Governor John Kasich just can’t stop himself from suggesting the most far-left concepts. The postman’s son began with his usual sanctimonious spiel about only supporting candidates who take the high road. He ended up talking about the end of the two-party system.
During an interview with Jon Karl Sunday, he talked about this possibly being the beginning of the end of the two-party system as if that is a reasonable solution. He’s right when he says both parties fail to meet peoples’ needs but a multi-party system is a Socialist concept where candidates with a small plurality can win elections.
The Democrats, of course, are moving us towards a one-party system with them in charge. Both will be the end of the Republic.
“I want to support candidates who I believe want to take the high road,” Kasich pontificate. “Those that want to create discord and those that want to put the party in front of the country, I’m not showing up.”
“I will tell you another thing. We may be beginning to see the end of a two-party system.

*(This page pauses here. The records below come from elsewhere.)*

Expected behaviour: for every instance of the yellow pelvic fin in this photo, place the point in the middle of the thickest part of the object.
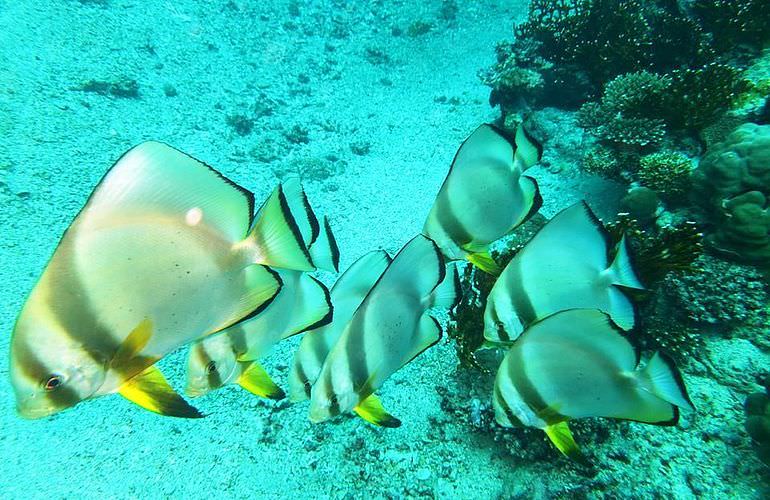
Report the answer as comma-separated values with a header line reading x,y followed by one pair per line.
x,y
151,391
485,262
561,437
132,345
256,380
371,410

I’m starting to really wonder if we are going to see a multi-party system at some point in the future in this country. Because I don’t think either party is answering people’s deepest concerns and needs,” he said.
Two-Party System Might Be the Best of the Choices
The left wants to destroy our free speech, our freedom of religion, our right to own guns, our Constitution, our military and police forces, our separation of powers, our two-party system, our history, our rule of law. They will be replaced with something much darker, more rigidly conformist.
The parties are both flawed. It’s hard to tell them apart because the government has grown so big and dangerously out-of-control. The goal of politicians is to win, not to safeguard the Republic. Adding parties or having one party won’t do a thing about that.
The problem is the size of government.
One-party rule is a dictatorship. Multi-party systems allow any dimwit to get elected. You see it in Banana Republics where dozens, even hundreds run for the same office. What do you think? Am I wrong here?